To reduce the looks of the episode to single elements is to oversimply Gucci and their intrinsic enthusiasm for the artistic power of clothes. Geometric prints whisper of the 60s; earthy neutral colours reminisce of the 70s; embellished denim famous in the 90s; conversational novelty prints popular in the 00s; Gucci’s looks are a rich cocktail of inspiration. Fashion, they seem to say, is open-ended and free. There are no rules for creation and expression.
Standing outside the Vintage shop, entranced by the mannequins, Silvia Calderoni cries. Her relationship with the shop is inferably cathartic, her entrance thus symbolising the dawn of a new consciousness and relationship with clothes. The cinematography of Episode Six mimics a kaleidoscope, skewing the viewer’s perception and controlling their focus, consequently overwhelming their sensory intake. Instantly, we are placed on the same level as Silvia Calderoni: everything we see inspires an awareness of the beauty in creation.
The concept of perspective and seeing is emphasised through Silvia trying on Gucci glasses, all of which form Gucci’s new eyewear collection. As she tries each pair, characters around her rifle through clothes, searching with an eagerness mirroring that of a child playing a game. Fundamentally, this energy instills an excitement into the episode which makes the looks come alive. We see a character wearing a sky-blue midi skirt and embellished balloon-sleeved jumper change into a black sequined gown with elbow-length gloves and heart detailing. We see another character change from a red checked overcoat into a cream checked mid-lined coat with a similar patterned bucket hat. The transformation of the people, as they enter the changing room, speaks to the playfulness of fashion, and positions it as something to be enjoyed and challenged.
Yet beyond this, Gucci once again aligns their fashion purely with fun and experimentation. As we watch each character revel in the shop’s possibilities, we are reminded that Gucci clothing is not static, regimental designs but a relationship between the designer and the wearer, between the creator and the creative.
Dressed in a ruffled sleeve plissé dress with a flounced collar and a broad-brimmed hat, Florence Welch is the episode’s enchantress.

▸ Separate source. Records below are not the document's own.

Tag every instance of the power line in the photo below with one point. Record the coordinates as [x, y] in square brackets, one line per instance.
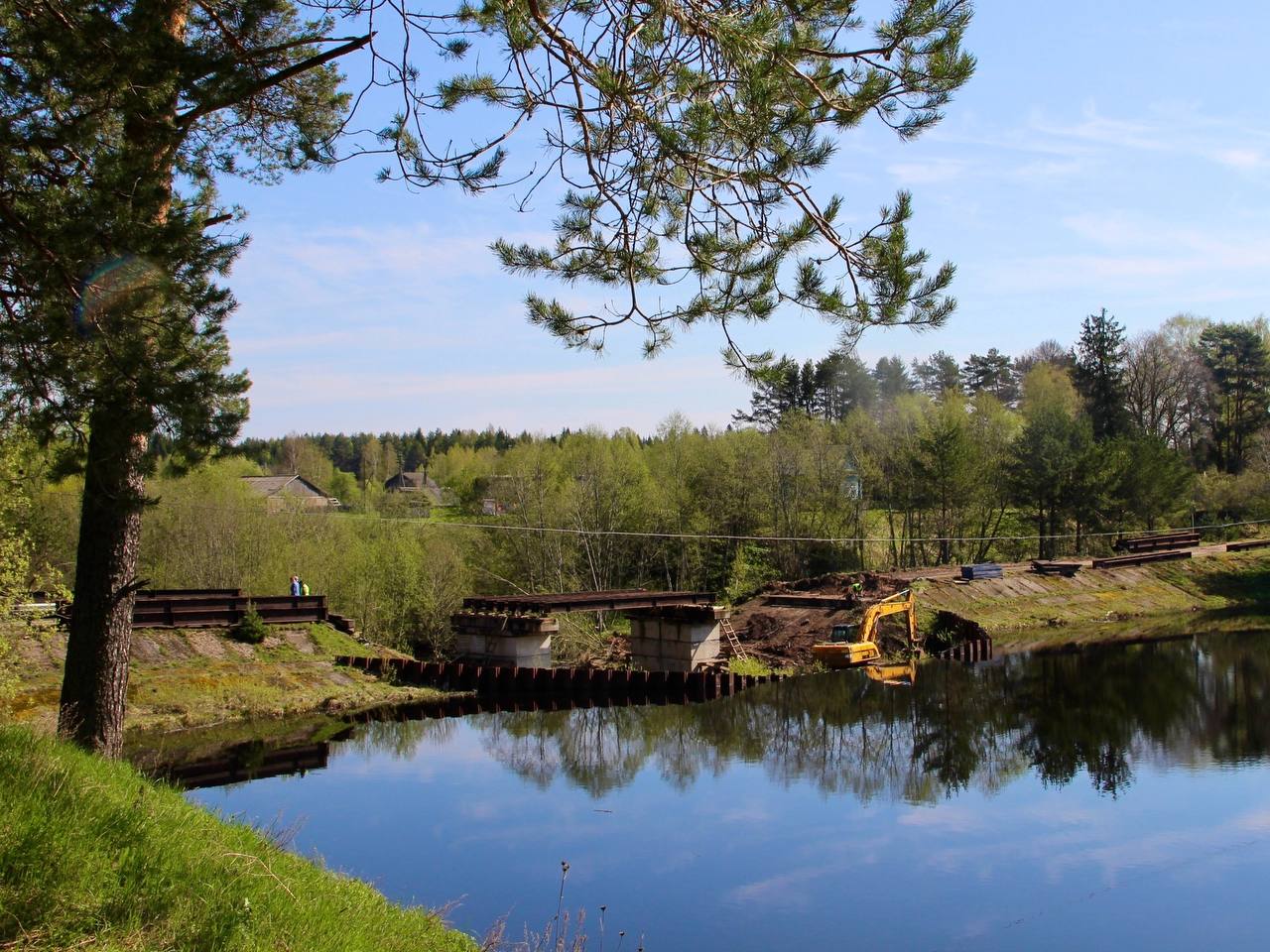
[683, 536]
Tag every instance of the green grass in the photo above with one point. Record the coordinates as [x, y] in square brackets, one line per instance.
[185, 688]
[94, 856]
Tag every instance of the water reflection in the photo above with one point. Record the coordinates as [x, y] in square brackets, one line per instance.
[1100, 711]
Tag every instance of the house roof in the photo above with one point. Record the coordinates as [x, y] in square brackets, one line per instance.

As she explores the shop, slipping notes into people’s pockets, she exudes a mysterious aura. ‘With the rain comes secrets’; ‘Honey in the streets’; ‘Tomorrow could be different’: Florence’s surreal notes speak of a romantic alter-ego to ordinary life, inviting the reader to experiment with a new perspective. In this light, Gucci’s collection is perhaps also an invitation to this new perspective, a new life.

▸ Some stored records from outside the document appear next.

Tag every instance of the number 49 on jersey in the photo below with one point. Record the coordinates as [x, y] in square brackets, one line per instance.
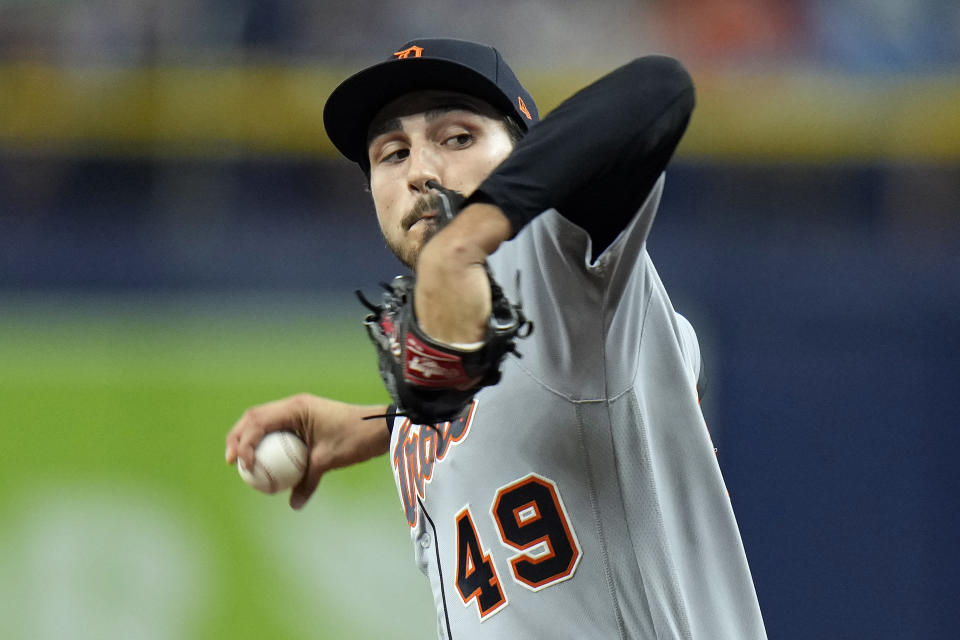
[530, 519]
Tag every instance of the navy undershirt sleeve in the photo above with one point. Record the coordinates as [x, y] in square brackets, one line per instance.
[597, 155]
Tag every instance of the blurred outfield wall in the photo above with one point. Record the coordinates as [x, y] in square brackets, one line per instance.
[177, 243]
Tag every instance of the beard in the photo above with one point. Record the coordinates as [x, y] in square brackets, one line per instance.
[409, 253]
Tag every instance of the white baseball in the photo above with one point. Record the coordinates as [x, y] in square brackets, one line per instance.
[281, 461]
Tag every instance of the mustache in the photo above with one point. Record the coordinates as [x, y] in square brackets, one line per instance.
[428, 204]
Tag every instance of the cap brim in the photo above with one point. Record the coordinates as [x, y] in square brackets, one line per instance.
[354, 103]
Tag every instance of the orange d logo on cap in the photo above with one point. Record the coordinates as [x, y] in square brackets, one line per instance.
[414, 51]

‘The Vintage Shop’ is Pandora’s box, brimming with treasures from Gucci’s past and present collections. The myriad of prints and colours and textures – and the subsequent amount of freedom – is overwhelming; the creative power of clothing is unquestionable. As Gucci invites us into their shop, we enter the playing ground of the designer. Clothes are not just items of clothing… Clothes are things to play with, experiment with, make your own. We must never forget that, Gucci seems to say.